Ok, so just a quick question.  How do you heat a tub with a lid on it without it being in a rack with flexwatt or heat cable?  I saw some pix of people keeping their bp's in tubs with lids and they werent in a rack. Just courious. Im sooo new to this but learning fast! thanks in advance.

----------


## Ezekiel285

It works the same way, a lot of people use UTH (under tank heaters). I have 3 ball pythons in a rack and then 1 in a stand alone tub.

----------

John Bolli (11-10-2011)

----------


## PitOnTheProwl

I use flex a watt when i have an extra snake in a tub :Good Job:

----------

John Bolli (11-10-2011)

----------


## John Bolli

> It works the same way, a lot of people use UTH (under tank heaters). I have 3 ball pythons in a rack and then 1 in a stand alone tub.


so you just stick the uth on the bottom of the plastic tub? Do you notice the tub melting?

----------


## Ezekiel285

> so you just stick the uth on the bottom of the plastic tub? Do you notice the tub melting?


hmm, i don't know i would be careful with that, i have a non-adhesive one. I don't _think_ it would melt it but i don't know for sure.

----------


## PitOnTheProwl

> so you just stick the uth on the bottom of the plastic tub? Do you notice the tub melting?


thermostat is always required :Good Job:  :Wink:

----------


## Vypyrz

> so you just stick the uth on the bottom of the plastic tub? Do you notice the tub melting?


Just as Pit said, you will need a thermostat to control the UTH. My UTH's are self-adhesive, but instead of permanently sticking them on, I just tape them on with aluminum tape. That way it is easy to remove and re-apply the UTH when cleaning or changing tubs, and you won't have to destroy the heater to remove it.

----------

_meowmeowkazoo_ (01-18-2012),PitOnTheProwl (11-11-2011)

----------


## cmack91

i have a uth, with a lamp on top to keep ambients up. its a strip light, but i only need 15watts so it works fine

----------


## babyknees

Your UTH should not be reaching temps to melt the tub. Thermostat will make sure that doesn't happen.

----------


## bsavage

Thermostats can get pricey. Nohing is cheaper then a digital thermometer with a probe and simple light dimmer(rheostat), both from walmart

----------


## MrBig

Thermostats can get pricey, but you get what you pay for. I would rather spend 120$ and get a spider robotics Herpstat and know that my snakes are in good hands. Better yet I have 2 of them with ND and I'm going to be buying a Herpstat 4. Sorry but I value my snakes and my home too much to trust a heating source to a crappy thermo.

----------


## LotsaBalls

> thermostats can get pricey, but you get what you pay for. I would rather spend 120$ and get a spider robotics herpstat and know that my snakes are in good hands. Better yet i have 2 of them with nd and i'm going to be buying a herpstat 4. Sorry but i value my snakes and my home too much to trust a heating source to a crappy thermo.


x2

----------


## RetiredJedi

You should tape one of these UltraTherm heatpads to it.  They are lower wattage but you will need a thermostat.

----------


## Giftbearer

I've seen some youtube videos of that aluminum tape but I don't really understand what it sticks to. It just looks as if the people wrapped it around the whole heat pad and laid it under the tub or tank. Is it double-stick? How do you stick it to both the pad and the cage?

----------


## kitedemon

It is not double stick. personally for the cost of the pad I'd just stick it and replace it when I needed a new tub. Taping the bottom is one way I have a few like this I use a temps for rescues. The UTH are not expensive and sized differently chances are if you change tubs for a larger one the small uth from the last one is going to be too small. I keep the tub with uth attached and just use it again. if I need.

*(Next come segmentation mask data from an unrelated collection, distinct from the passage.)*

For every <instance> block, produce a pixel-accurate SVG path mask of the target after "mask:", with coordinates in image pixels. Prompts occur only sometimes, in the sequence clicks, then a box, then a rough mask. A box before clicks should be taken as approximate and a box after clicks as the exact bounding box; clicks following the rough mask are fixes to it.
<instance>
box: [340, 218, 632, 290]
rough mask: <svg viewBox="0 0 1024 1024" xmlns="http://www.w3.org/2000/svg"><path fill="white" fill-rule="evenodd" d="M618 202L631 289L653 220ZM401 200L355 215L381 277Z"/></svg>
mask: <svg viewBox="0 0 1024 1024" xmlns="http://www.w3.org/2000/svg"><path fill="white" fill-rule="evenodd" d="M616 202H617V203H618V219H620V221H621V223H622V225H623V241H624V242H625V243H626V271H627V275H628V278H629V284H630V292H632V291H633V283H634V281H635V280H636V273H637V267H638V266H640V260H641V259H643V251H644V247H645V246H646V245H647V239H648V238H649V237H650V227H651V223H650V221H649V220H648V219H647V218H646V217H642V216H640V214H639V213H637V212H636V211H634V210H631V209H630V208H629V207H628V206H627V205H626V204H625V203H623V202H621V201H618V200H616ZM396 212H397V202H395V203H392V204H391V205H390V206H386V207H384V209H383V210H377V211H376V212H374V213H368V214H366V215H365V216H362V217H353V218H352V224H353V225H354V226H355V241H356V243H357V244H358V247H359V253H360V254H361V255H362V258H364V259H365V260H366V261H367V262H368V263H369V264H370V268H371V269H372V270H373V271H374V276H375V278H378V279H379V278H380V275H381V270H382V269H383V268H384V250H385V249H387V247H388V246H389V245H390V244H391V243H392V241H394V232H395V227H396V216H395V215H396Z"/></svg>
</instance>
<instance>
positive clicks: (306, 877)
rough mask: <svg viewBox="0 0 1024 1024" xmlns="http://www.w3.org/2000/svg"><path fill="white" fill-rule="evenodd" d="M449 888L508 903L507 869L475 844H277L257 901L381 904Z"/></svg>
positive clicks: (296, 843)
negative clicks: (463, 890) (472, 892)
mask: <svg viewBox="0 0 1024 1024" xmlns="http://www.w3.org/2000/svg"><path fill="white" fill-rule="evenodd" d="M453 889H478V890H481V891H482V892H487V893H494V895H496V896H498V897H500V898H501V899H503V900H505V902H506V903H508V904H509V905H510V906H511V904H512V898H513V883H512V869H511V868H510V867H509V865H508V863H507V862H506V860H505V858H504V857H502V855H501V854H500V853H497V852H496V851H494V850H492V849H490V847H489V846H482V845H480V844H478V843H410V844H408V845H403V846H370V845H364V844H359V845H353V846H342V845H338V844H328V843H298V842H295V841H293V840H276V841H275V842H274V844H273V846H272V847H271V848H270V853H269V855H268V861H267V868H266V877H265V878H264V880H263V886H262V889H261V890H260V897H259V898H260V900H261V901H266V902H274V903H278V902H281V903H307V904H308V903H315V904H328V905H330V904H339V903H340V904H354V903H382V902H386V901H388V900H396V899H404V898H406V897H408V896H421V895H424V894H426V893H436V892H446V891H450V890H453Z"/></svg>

thermostats are needed a rheostat at the least but they often require adjustment as the room temps change so they can be a lot of work and worry if your room does not hold a steady temp.

----------


## snakesRkewl

I would just sit the tub on the flexwatt that is taped to the shelf, taping it to the tub is not necessary  :Good Job: 

Rheostats are wonderful when used for dimming lights, unless your snakes are in a room that maintains a fairly stable temperature I advise against rheostats or dimmer switches.

----------



----------